By James T. Dennis, [email protected]
Starshine Technical Services, http://www.starshine.org/


(?)Chicken and Egg (Catch-22) for Linux Download/Install

From Richard Santora on 14 Sep 1998

Question. Can you download Linux applications onto a floppy disk formatted under dos and then install to Linux?

(!)You can put tar, rpm or other types of packages on a DOS floppy (MS-DOS filesystem) and use that to transport any (sufficiently small) application.
You'd just mount the floppy (with a command like:
mount -t msdos /dev/fd0 /mnt/a
... and access the files under the /mnt/a (or whatever mount point you chose). You could then extract the members of a .tar.gz file with a command like:
cd /usr/local/from/floppy &&
tar xzf /mnt/a/mynew.tgz
... or you could use your favorite packaging commands to work with rpm and deb files.

(?)Background. I am an inexperienced Linux Red Hat 5.0 home user. I selected the "everything" software installation choice from the installation CD onto my Dell XPS 60 with 40 Mb of Ram. I am using System Commander to use this pc to run dos based operating systems as well as Linux. I have internet access through Windows 3.1 and Windows 95. I am having difficulty getting a connection under Linux to my ISP, the Microsoft Network. (I have been able to get the modem to dial out using the Modem Tool and the Network Configurator in the X window Control Panel.) I would like to download one of the freeware PPP programs and also Netscape Navigator. When I download the PPP program using Windows 95, the file format extension will remain ".tar" or ".rpm" however; the Linux OS will not mount the floppy. I can get to the directory using "mdir" but I can not seem to get the program to install. Is there a work around?

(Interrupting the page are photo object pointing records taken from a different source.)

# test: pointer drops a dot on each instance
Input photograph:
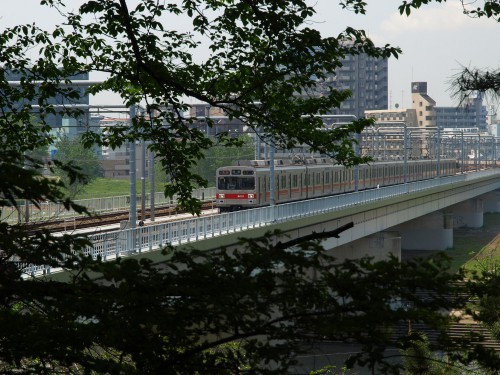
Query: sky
(437, 40)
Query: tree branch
(314, 236)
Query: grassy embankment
(479, 248)
(473, 248)
(107, 187)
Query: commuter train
(247, 185)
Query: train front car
(236, 188)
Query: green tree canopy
(72, 151)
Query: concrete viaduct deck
(379, 217)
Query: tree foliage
(72, 151)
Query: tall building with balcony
(58, 121)
(423, 104)
(367, 79)
(471, 114)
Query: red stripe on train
(235, 196)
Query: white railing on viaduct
(126, 242)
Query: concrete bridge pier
(468, 213)
(378, 246)
(491, 202)
(433, 231)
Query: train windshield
(236, 183)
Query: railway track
(111, 218)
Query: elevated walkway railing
(126, 242)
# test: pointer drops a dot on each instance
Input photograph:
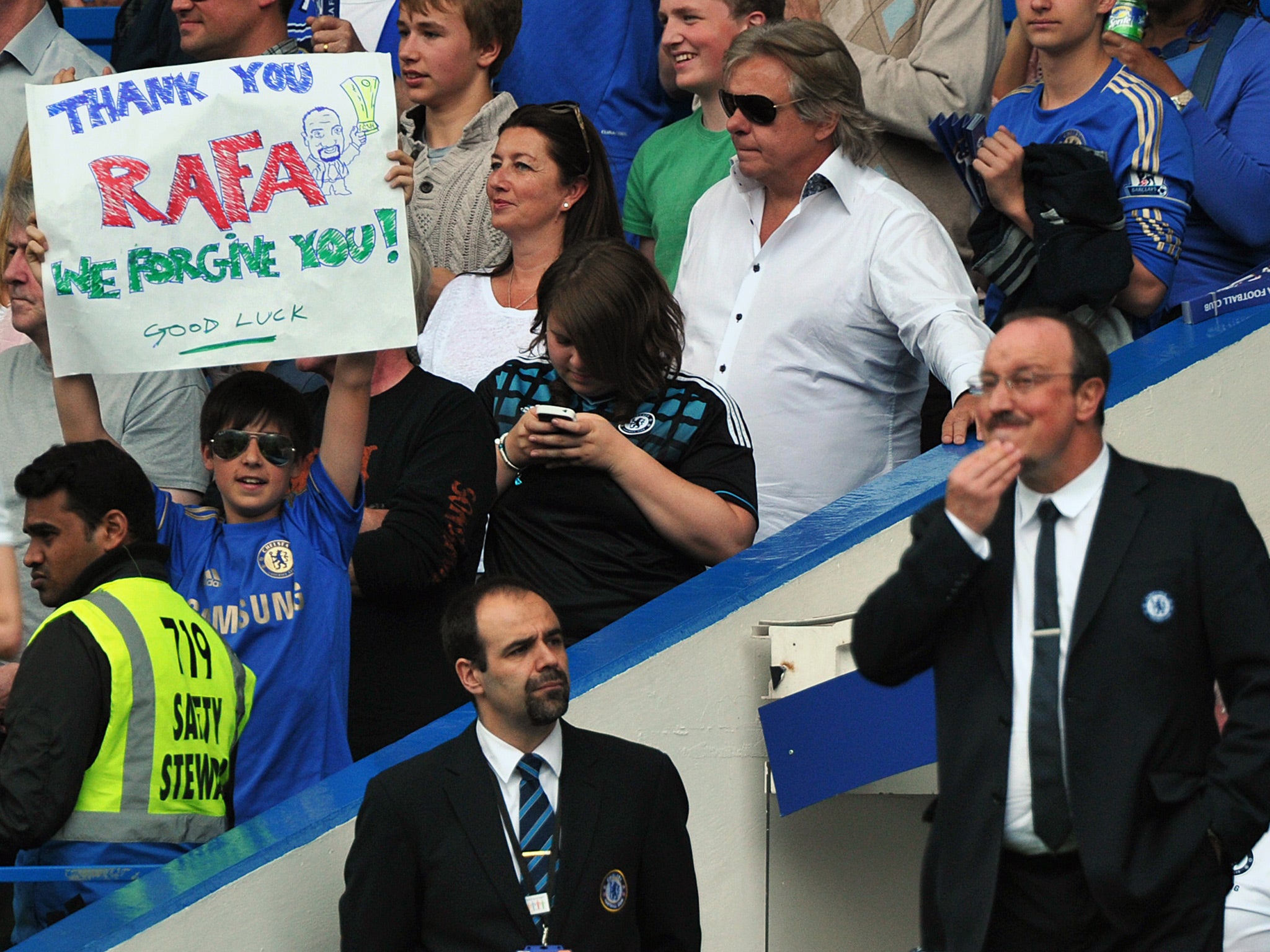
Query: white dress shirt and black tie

(!)If you can't get the floppy (or your hard drive) to mount under Linux than you're probably missing some module or kernel driver (your kernel might not have the MS-DOS/FAT -- or VFAT, etc support enabled).
If you can see it under Linux with 'mdir' (from the 'm-tools' package) than you can also copy it to one of your Linux native directories (such as /tmp) using the 'mcopy' command.
Read the 'mtools' man pages for details.